Alfons Oscar Saligny (April 3, 1853 - May 4, 1903) was a Romanian chemist.

== Biography ==
The brother of engineer Anghel Saligny, he was the first child born to a family of intellectuals in Focșani in Moldavia; his father Alfred, of French origin, had settled in the region in the late 1840s. Saligny began his education in a school for wealthy families founded by his father, which emphasized mastery of the French language. He went on to study at the Focșani Gymnasium. He then enrolled in Berlin University, studying under August Wilhelm von Hofmann. He obtained a doctorate in 1875, with a dissertation on organic chemistry.

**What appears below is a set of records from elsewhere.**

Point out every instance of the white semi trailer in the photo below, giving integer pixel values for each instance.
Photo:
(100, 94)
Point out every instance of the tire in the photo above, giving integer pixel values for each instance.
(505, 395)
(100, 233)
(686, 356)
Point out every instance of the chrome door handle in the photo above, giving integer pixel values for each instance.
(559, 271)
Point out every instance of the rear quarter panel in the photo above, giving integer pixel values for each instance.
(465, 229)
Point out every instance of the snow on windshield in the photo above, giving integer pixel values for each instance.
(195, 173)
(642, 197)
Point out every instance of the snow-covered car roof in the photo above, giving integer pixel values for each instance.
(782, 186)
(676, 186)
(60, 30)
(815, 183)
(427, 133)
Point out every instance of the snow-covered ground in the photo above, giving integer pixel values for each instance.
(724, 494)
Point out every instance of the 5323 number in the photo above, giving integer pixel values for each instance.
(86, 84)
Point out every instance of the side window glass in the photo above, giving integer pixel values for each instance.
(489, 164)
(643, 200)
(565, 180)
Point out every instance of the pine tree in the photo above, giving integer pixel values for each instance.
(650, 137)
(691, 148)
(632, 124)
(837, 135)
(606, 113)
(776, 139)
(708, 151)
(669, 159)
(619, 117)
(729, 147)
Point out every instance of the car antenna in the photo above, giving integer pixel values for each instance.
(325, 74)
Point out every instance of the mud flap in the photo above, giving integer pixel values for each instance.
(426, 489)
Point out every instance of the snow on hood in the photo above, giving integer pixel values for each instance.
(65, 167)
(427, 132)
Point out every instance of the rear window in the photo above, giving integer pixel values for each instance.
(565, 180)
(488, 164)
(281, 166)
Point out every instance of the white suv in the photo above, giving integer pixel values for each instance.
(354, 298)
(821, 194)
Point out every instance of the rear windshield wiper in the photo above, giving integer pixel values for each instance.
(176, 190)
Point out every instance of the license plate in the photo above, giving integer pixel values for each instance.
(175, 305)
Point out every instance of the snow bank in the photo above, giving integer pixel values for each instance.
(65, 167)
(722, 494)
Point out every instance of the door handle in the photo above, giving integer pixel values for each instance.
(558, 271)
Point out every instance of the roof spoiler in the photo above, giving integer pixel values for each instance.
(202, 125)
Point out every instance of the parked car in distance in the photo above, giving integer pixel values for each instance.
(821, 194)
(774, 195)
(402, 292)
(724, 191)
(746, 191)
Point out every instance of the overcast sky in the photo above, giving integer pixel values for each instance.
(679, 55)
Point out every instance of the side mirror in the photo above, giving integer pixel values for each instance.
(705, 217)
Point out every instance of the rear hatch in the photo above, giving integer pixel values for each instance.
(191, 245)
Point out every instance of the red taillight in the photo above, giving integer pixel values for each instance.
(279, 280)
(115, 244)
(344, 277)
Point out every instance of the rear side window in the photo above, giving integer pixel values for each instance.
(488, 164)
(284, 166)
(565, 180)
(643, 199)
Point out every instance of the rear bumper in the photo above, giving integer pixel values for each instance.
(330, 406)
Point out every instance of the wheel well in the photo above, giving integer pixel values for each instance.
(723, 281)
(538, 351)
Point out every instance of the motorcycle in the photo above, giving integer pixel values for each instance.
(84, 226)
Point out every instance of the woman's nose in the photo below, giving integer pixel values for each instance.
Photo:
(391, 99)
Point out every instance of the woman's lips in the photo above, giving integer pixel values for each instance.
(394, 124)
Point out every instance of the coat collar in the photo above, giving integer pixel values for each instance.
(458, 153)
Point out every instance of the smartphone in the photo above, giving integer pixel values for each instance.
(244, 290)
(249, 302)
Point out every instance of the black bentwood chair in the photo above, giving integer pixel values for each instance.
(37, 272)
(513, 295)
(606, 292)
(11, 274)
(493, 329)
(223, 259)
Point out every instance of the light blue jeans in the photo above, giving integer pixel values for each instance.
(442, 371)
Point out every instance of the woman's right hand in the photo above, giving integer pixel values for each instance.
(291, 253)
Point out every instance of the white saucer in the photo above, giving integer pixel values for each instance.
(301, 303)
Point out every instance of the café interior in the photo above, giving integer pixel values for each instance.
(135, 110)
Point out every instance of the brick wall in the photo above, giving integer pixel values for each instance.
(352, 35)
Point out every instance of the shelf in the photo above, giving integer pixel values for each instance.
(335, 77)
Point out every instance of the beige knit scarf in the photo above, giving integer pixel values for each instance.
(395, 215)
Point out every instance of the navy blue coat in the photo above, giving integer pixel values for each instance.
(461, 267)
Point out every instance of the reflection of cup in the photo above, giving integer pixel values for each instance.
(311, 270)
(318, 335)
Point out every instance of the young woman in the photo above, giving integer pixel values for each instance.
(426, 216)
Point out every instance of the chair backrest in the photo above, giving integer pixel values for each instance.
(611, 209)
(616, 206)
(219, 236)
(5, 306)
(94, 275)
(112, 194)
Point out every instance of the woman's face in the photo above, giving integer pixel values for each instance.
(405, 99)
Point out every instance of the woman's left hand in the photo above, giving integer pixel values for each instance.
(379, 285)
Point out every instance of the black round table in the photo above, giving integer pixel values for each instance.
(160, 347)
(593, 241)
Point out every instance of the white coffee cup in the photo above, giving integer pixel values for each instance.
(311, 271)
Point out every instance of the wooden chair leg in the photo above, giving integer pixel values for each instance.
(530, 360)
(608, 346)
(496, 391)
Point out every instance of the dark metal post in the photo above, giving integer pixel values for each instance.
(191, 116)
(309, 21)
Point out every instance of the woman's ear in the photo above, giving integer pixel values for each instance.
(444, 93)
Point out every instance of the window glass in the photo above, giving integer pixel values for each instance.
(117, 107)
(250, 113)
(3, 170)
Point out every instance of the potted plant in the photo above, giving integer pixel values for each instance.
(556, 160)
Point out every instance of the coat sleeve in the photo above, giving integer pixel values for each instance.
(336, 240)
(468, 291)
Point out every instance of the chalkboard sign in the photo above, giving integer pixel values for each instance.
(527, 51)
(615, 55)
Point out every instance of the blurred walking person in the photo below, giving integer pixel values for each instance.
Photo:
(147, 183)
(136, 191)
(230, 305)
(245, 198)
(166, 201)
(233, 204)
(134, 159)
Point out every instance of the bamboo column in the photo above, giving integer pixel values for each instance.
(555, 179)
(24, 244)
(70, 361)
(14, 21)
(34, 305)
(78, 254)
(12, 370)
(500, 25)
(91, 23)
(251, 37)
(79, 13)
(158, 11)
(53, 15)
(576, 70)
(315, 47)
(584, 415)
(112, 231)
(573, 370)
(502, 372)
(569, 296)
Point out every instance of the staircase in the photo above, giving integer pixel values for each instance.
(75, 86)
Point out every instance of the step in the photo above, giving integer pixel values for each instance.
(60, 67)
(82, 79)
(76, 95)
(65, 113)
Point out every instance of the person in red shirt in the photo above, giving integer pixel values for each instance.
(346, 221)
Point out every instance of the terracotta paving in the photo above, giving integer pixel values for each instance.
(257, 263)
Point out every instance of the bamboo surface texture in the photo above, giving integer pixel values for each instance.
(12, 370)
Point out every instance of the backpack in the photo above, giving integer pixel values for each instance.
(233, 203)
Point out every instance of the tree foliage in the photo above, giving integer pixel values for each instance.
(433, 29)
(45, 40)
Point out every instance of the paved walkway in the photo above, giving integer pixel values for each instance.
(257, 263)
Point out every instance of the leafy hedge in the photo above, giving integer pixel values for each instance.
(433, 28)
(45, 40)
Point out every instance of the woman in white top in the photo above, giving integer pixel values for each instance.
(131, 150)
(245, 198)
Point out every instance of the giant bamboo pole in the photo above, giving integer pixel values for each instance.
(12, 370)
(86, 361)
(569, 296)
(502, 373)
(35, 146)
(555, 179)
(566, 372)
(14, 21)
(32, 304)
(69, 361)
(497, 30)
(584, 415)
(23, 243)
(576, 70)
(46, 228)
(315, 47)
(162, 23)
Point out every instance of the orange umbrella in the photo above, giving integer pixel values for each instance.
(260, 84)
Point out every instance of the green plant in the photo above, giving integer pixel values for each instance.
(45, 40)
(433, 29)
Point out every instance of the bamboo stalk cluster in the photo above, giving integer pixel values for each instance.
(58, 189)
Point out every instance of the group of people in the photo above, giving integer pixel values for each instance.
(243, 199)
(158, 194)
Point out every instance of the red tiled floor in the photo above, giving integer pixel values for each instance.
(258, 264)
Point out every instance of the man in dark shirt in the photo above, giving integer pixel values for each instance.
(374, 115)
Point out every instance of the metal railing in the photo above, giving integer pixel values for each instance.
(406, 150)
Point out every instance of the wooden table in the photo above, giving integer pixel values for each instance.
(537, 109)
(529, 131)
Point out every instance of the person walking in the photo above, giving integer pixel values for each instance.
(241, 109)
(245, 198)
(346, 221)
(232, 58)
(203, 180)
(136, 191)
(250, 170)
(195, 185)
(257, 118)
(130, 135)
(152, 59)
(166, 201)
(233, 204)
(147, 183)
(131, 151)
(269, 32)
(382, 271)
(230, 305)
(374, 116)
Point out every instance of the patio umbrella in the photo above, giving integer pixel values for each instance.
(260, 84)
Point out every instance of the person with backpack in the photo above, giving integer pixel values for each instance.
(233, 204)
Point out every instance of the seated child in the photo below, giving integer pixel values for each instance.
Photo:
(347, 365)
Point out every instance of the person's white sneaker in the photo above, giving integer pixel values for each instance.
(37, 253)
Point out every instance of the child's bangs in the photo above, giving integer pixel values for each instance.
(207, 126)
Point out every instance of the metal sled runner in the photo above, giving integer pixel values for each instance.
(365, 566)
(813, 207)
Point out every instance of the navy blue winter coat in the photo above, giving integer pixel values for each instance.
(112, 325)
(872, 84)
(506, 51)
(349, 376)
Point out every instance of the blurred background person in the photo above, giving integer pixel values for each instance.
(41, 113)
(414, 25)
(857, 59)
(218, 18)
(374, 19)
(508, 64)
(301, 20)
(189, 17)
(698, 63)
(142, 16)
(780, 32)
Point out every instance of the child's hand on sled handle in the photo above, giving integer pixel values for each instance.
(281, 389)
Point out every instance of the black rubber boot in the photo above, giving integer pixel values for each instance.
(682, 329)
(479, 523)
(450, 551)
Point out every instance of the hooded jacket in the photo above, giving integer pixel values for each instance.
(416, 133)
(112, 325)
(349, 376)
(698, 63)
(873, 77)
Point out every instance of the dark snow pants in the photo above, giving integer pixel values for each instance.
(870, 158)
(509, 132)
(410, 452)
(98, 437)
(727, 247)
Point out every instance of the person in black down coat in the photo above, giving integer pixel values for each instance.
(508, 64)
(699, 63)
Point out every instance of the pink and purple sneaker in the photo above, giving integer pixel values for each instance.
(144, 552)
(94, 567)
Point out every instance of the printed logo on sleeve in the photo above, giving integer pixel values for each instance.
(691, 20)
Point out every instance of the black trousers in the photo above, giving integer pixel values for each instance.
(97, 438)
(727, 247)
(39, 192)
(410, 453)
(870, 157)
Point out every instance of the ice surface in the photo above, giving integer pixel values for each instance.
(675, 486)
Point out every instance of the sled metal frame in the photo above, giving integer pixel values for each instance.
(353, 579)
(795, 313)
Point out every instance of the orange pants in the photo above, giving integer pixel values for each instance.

Returning home the same year, he secured a position as chemist at the Colțea Hospital laboratory in Bucharest. Also in 1875, he became professor of mineralogy at the School of Bridges and Roads. His research involved tests on the concrete needed for building silos in Brăila, Galați and Constanța. He also studied the properties of iron and steel, required for the building of King Carol I Bridge, designed by his brother. In 1886, he founded a materials testing laboratory within the school. In 1889, he was named full professor of general and applied chemistry, leading the department until his death. From 1879 to 1899, he headed the laboratory at the State Mint. Saligny performed laboratory tests on building materials for railroads, and from 1899 to 1903, he was affiliated with Căile Ferate Române state railway. In 1902, Saligny was elected a corresponding member of the Romanian Academy. He published numerous studies in specialty magazines until his death in 1903.